Probe into €50m sweetener behind Dell move

Top European officials are to investigate a €50m aid package the Polish Government used to attract computer giant Dell away from Ireland, it was confirmed tonight.

The sweetener was agreed with senior executives at the US multinational as it looked to shift 1,900 jobs from its Irish manufacturing wing and open a new plant with a cheaper workforce in Lodz.

The European Commission said an in-depth investigation into how the deal was struck would be complete within six months.

Competition Commissioner Neelie Kroes said there were doubts whether the lucrative deal passed strict rules on state aid.

“We need to investigate all the effects of this aid to verify that it contributes to regional development and to ensure that it will not reinforce Dell’s position or create significant capacity in a market on the decline in the EEA,” Mr Kroes said.

Concerned parties, including the Government, will be able to offer their views on the €50m package.

The EC said it would rule on the aid package by July.

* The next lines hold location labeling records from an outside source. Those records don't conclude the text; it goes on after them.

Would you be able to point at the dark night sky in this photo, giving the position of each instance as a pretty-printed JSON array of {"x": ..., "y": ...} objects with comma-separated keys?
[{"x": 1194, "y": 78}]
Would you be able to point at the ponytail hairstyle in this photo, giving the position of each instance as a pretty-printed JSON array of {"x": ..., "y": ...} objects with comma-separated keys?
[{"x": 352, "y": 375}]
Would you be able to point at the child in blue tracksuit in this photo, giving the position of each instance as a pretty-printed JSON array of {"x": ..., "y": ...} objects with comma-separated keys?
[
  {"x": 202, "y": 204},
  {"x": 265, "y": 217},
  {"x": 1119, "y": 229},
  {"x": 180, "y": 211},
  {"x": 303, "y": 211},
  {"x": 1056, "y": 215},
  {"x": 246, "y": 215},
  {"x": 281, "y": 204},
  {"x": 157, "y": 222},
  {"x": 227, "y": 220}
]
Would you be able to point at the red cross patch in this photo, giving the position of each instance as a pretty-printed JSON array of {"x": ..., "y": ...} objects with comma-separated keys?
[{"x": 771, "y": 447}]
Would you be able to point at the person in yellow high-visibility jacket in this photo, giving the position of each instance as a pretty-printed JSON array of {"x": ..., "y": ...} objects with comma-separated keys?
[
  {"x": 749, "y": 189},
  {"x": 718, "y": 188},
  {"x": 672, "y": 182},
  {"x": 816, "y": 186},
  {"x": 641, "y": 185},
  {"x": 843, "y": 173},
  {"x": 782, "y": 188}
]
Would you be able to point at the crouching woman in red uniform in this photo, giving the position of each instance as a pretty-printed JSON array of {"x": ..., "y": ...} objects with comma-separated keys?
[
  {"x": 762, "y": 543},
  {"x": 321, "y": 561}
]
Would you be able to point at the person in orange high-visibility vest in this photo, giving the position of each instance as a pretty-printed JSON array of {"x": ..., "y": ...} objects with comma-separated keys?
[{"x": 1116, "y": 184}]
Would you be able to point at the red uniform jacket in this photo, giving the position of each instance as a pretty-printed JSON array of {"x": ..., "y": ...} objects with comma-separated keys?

Dell intends to set up a new manufacturing plant in Lodz turning out PC desktops, notebooks and servers creating up to 3,000 jobs, making it eligible for regional aid as an area with an abnormally low standard of living and high unemployment.

EC officials will assess whether the aid is an incentive for investment and if the benefits outweigh the effect is has on competition.

Dell’s move east sees Ireland suffer one of its single biggest job losses in decades with 1,900 workers facing redundancy by next January.

The company pressed ahead with the cuts despite personal pleas to the firm’s founder Michael Dell by Tánaiste Mary Coughlan and Defence Minister and Limerick TD Willie O’Dea during a trade mission in Texas last year.

Local representatives in Limerick launched a withering attack on Dell chiefs and the Government as workers were eventually told manufacturing would cease almost two years after the cuts were first mooted.

Even though the computer firm insisted the 1,900 job cuts were only agreed this week, civic and business leaders claimed more could have been done to limit the impact.

Michael Noonan, local Fine Gael TD, called Dell’s pullout a debacle, claiming ministers knew three months ago the company would cease manufacturing.

“I believe the Government has handled the Dell situation very badly,” Mr Noonan said.

“It knew for at least a year that many Dell jobs were at risk, and knew for at least three months that all manufacturing at Dell, together with 1,900 jobs, was being transferred to Poland. But the Government sat on its hands and has done nothing effective.”

Maria Kelly, Limerick Chamber of Commerce chief executive, said: “We’ve been saying in the Chamber for quite a while that we were vulnerable.

“We have over-reliance on industry that is vulnerable and has a relatively high costs. We can’t expect to indefinitely keep manufacturing and the focus has to be on transferring to high end jobs.

“Certainly it would have been great if that scope had been on the 750 jobs over the last two years.”